In any case, we're still studying the environmental issues surrounding coal conversion, and are growing increasingly convinced that the environmentalists who are protesting are doing so because they're being funded by Big Oil - who, we think, killed the 1970's Synfuel plant south of Moundsville.
Coal conversion still sounds like a promising way to clean things up, as in this statement, excerpted from the enclosed link:
"According to the year-long INL study of the Ohio River Clean Fuels project modeling, Baard’s CTL fuels will yield 46 percent less emissions of carbon dioxide and other greenhouse gases than conventional low-sulfur diesel transportation fuels. (Carbon dioxide emission reductions are achieved using a 30 percent biomass co-feed, carbon capture and storage technology, and combined cycle, co-generation processes.) All emission reductions documented in the study were measured on a wells-to-wheels basis using the Argonne National Lab GREET (Greenhouse Gases, Regulated Emissions, and Energy Use in Transportation) model of transportation fuels.
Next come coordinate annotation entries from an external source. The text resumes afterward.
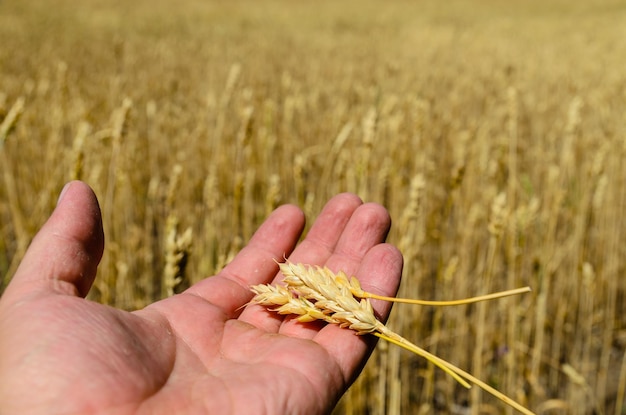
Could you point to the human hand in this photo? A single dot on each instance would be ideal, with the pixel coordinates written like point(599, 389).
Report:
point(195, 352)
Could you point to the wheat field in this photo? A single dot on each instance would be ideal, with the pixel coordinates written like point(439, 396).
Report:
point(494, 133)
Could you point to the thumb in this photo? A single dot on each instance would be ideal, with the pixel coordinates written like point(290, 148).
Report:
point(64, 256)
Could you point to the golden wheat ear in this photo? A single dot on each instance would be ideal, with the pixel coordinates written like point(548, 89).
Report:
point(316, 293)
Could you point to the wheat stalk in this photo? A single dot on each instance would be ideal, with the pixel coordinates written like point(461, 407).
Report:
point(316, 293)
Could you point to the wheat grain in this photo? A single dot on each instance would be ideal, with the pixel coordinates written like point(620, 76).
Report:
point(316, 293)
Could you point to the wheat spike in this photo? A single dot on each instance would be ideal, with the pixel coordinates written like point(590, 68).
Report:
point(316, 293)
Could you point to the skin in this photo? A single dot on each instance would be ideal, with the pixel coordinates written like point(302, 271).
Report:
point(202, 351)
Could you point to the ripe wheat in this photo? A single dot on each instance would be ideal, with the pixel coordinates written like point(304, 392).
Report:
point(316, 293)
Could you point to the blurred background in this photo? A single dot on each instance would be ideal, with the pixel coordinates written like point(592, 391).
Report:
point(493, 132)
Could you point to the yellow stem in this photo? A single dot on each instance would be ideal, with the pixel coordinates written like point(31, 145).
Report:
point(448, 303)
point(459, 374)
point(405, 344)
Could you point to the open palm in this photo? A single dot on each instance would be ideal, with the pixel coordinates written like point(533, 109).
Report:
point(197, 352)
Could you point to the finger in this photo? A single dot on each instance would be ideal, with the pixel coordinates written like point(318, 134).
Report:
point(379, 272)
point(64, 255)
point(328, 229)
point(255, 264)
point(318, 245)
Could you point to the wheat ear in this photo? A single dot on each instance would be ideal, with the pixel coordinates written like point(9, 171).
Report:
point(316, 293)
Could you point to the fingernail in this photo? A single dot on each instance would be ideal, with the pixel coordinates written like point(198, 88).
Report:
point(67, 186)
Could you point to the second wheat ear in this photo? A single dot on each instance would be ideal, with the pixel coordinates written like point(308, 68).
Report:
point(316, 293)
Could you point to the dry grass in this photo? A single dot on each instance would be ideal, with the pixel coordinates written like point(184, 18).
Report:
point(316, 293)
point(494, 135)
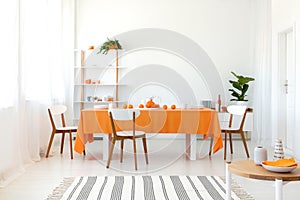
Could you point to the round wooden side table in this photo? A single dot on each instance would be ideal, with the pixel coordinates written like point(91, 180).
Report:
point(248, 169)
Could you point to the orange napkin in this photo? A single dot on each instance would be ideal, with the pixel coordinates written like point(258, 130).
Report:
point(285, 162)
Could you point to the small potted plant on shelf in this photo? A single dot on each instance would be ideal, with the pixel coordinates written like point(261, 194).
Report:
point(241, 87)
point(110, 45)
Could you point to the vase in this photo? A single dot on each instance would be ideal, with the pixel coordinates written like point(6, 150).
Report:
point(278, 149)
point(260, 155)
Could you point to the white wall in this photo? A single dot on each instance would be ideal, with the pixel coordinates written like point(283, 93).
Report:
point(285, 14)
point(221, 28)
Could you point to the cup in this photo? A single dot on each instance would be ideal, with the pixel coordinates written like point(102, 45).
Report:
point(278, 149)
point(88, 81)
point(89, 98)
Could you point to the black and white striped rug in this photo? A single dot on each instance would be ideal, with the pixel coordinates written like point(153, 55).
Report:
point(146, 187)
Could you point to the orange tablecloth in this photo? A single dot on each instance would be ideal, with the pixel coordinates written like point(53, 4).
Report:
point(188, 121)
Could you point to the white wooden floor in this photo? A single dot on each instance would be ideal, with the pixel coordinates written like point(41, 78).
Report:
point(166, 158)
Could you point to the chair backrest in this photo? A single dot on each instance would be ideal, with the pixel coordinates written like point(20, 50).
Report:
point(237, 116)
point(57, 110)
point(123, 115)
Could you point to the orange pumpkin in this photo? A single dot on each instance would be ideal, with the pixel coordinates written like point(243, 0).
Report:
point(149, 104)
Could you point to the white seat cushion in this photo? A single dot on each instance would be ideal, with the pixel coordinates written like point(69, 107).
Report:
point(129, 133)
The INL study demonstrates that CTL fuels produce dramatically fewer emissions of regulated pollutants when compared to low-sulfur diesel fuel. Baard’s virtually sulfur-free CTL fuel will reduce emissions of sulfur dioxide by more than 80 percent and cut nitrogen oxide emissions by more than 20 percent. In addition, INL found that Baard’s CTL fuel will reduce particulate matter emissions by nearly 20 percent, slash emissions of volatile organic compounds by close to 20 percent and also reduce emissions of carbon monoxide...".
Yeah, yeah, we know - there is the biomass co-feed stipulation, but we've been urging that, anyway. And, instead of storage, we can use the CO2, along with waste heat, to generate the needed biomass.